Disaster Recovery

This guide covers failure scenarios and recovery procedures for the S3 Orchestrator.

Architecture Context

The orchestrator has two required stateful components and one optional:

PostgreSQL stores object locations, quota counters, usage stats, multipart state, and the cleanup queue. This is the source of truth for “which object lives on which backend.”
Storage backends (OCI, R2, S3, MinIO, etc.) hold the actual object data. These are independent and unaware of each other.
Redis (optional) provides shared usage counters across instances. Not a data dependency — all authoritative data lives in PostgreSQL. See Redis Failure below.

The orchestrator binary itself is stateless. Any instance with access to the database and backends can serve requests.

PostgreSQL Failure

What happens

When PostgreSQL becomes unreachable, the circuit breaker activates automatically:

Reads enter degraded mode: the orchestrator broadcasts GET requests to all backends (or uses a short-lived cache of recent key-to-backend mappings if circuit_breaker.cache_ttl is configured). Unencrypted objects found on any backend are returned normally. Encrypted objects return 503 Service Unavailable because decryption requires encryption metadata (wrapped DEK, key ID) stored in the database.
Writes return 503 Service Unavailable because the orchestrator cannot record the object’s location without the database.
Background workers (rebalancer, replicator, usage flush, cleanup queue) pause until the database recovers.

The circuit breaker transitions back to healthy after successful database probes. No manual intervention is needed for recovery.

Monitoring

Watch for these log messages:

{"level":"WARN","msg":"Circuit breaker opened","consecutive_failures":3}
{"level":"INFO","msg":"Circuit breaker closed","state":"healthy"}

The /health endpoint continues to return 200 OK with "status":"degraded" during database outages, so the service stays in load balancer rotation for reads.

PostgreSQL High Availability

The orchestrator connects to PostgreSQL via a standard connection string and has no opinion about how the database is made highly available.
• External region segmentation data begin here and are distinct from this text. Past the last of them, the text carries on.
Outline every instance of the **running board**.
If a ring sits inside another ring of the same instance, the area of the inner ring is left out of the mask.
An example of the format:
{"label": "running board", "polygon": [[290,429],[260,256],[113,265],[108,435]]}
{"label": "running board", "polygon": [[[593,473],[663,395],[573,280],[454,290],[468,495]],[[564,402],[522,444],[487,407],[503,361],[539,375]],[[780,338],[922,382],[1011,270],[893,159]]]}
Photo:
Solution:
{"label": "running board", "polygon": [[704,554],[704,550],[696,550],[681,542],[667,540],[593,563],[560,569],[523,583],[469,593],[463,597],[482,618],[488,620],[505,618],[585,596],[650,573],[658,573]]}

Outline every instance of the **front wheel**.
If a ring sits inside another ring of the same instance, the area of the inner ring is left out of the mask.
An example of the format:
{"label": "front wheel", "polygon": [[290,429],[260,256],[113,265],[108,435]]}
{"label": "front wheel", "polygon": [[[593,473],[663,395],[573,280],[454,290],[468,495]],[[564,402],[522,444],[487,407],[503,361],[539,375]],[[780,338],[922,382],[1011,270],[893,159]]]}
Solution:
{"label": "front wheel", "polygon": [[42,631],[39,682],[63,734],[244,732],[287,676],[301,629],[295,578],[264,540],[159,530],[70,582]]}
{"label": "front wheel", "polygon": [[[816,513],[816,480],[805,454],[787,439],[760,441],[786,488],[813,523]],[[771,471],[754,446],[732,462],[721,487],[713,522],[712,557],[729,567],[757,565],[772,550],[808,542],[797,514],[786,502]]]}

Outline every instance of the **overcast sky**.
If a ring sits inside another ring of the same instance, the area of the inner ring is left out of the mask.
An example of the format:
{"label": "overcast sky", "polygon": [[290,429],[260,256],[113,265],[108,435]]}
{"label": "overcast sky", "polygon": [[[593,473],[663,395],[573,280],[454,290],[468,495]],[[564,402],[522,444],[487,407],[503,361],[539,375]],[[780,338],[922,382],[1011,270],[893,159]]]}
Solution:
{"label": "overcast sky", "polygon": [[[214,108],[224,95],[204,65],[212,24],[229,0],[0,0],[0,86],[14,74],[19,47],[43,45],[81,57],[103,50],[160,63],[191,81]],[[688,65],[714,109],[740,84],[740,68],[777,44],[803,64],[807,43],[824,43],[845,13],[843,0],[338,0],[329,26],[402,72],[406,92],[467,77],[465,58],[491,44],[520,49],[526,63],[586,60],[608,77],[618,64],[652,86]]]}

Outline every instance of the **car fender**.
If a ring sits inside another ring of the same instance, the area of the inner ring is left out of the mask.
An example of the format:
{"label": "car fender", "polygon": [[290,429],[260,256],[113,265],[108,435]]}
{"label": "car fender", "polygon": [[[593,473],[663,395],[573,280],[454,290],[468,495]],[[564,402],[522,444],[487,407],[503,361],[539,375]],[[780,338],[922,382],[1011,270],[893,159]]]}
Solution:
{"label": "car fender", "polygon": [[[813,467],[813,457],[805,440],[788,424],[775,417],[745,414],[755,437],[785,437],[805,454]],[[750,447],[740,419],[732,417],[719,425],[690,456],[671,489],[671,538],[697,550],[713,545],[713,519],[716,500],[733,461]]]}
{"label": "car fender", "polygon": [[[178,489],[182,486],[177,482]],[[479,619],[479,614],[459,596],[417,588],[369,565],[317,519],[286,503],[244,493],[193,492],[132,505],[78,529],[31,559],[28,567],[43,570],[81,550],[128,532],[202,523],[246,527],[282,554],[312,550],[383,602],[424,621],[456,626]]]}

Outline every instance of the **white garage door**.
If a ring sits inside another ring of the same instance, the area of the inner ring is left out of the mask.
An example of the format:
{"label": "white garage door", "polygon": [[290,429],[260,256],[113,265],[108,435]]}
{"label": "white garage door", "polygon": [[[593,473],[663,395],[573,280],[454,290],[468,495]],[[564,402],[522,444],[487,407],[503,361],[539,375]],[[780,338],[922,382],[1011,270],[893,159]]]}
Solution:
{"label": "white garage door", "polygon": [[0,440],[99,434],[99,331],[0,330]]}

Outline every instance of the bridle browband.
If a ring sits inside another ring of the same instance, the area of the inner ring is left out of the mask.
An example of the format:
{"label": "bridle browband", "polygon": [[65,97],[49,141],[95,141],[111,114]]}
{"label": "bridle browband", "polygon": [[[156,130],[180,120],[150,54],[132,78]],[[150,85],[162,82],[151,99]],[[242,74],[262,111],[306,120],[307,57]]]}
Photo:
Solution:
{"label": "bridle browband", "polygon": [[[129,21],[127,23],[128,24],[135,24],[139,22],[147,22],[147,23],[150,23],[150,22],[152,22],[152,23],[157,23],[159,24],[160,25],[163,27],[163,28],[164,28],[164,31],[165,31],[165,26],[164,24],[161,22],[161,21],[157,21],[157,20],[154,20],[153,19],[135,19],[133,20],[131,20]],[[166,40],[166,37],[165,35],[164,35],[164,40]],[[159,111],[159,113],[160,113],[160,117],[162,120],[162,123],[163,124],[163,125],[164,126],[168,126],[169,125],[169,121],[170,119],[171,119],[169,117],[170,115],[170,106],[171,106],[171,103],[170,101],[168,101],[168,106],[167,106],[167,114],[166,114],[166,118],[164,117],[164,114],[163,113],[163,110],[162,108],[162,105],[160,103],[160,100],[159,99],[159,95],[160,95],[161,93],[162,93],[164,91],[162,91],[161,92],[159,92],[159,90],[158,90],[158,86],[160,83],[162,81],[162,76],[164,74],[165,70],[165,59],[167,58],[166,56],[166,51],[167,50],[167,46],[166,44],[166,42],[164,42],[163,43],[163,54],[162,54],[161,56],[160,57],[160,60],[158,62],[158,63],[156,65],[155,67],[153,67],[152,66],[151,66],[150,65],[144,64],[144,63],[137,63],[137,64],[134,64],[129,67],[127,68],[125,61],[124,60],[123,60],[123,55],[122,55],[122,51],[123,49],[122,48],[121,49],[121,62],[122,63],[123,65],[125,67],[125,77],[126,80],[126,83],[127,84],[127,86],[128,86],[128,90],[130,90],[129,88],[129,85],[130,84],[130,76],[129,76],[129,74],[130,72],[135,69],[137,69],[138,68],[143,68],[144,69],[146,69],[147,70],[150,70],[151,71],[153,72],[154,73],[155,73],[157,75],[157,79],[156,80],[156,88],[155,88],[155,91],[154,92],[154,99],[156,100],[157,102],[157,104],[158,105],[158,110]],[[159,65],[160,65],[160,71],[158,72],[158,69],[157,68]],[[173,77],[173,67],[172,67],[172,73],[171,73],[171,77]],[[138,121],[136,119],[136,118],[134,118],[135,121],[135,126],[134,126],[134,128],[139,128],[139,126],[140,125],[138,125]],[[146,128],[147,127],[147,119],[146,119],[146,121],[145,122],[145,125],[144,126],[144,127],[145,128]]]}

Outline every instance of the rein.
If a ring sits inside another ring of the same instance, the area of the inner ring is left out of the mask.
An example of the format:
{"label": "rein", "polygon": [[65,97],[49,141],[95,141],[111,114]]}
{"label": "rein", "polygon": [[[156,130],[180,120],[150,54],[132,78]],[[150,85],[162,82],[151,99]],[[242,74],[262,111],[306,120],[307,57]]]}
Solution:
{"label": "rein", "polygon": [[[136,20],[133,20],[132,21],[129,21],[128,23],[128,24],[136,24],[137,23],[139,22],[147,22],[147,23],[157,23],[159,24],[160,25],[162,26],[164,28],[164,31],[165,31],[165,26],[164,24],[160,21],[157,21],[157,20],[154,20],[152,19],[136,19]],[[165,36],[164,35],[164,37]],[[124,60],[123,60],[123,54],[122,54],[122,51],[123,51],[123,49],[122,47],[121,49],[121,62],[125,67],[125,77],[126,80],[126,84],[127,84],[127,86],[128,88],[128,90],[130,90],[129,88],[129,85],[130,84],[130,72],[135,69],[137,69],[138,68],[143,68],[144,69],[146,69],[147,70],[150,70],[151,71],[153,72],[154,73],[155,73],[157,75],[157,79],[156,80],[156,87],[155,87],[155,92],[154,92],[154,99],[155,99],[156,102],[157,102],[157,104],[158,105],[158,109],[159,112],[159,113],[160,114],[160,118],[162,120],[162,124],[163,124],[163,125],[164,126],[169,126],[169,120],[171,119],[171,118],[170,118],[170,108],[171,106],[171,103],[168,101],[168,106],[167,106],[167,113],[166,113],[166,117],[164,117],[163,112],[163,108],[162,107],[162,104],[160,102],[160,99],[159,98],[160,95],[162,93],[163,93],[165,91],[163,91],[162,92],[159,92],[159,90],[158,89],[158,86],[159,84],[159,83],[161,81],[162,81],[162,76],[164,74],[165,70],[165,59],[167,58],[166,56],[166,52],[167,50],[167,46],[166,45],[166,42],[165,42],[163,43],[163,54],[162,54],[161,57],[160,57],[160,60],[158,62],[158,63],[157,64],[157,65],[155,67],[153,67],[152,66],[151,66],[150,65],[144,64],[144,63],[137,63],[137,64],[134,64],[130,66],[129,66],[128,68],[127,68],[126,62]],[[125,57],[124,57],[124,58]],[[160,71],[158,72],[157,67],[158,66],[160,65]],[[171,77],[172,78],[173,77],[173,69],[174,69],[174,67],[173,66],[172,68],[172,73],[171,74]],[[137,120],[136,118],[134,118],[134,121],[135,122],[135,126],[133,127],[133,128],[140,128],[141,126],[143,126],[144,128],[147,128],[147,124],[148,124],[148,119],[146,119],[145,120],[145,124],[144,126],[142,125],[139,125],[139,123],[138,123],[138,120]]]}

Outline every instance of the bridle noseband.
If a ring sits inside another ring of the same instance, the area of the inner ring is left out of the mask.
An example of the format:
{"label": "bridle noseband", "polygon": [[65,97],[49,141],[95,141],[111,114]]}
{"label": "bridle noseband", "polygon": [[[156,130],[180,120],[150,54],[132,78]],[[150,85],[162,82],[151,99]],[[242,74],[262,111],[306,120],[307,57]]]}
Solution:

Any PostgreSQL-compatible endpoint works, including:

Patroni — open-source HA with automatic failover via etcd/ZooKeeper consensus
Amazon RDS Multi-AZ / Aurora — managed failover with DNS endpoint
Google Cloud SQL HA — regional instances with automatic failover
Neon / Supabase — serverless PostgreSQL with built-in redundancy

When the database fails over to a replica, the circuit breaker briefly opens (writes return 503), then the probe detects the new primary and recovers automatically. The failover window is typically under 30 seconds with Patroni or managed services.

Writes are intentionally rejected during database outages rather than queued locally. This is a deliberate design choice: the database is the source of truth for object locations, and accepting writes without recording metadata would create orphaned objects that diverge from the metadata store. Use HA PostgreSQL to minimize the rejection window.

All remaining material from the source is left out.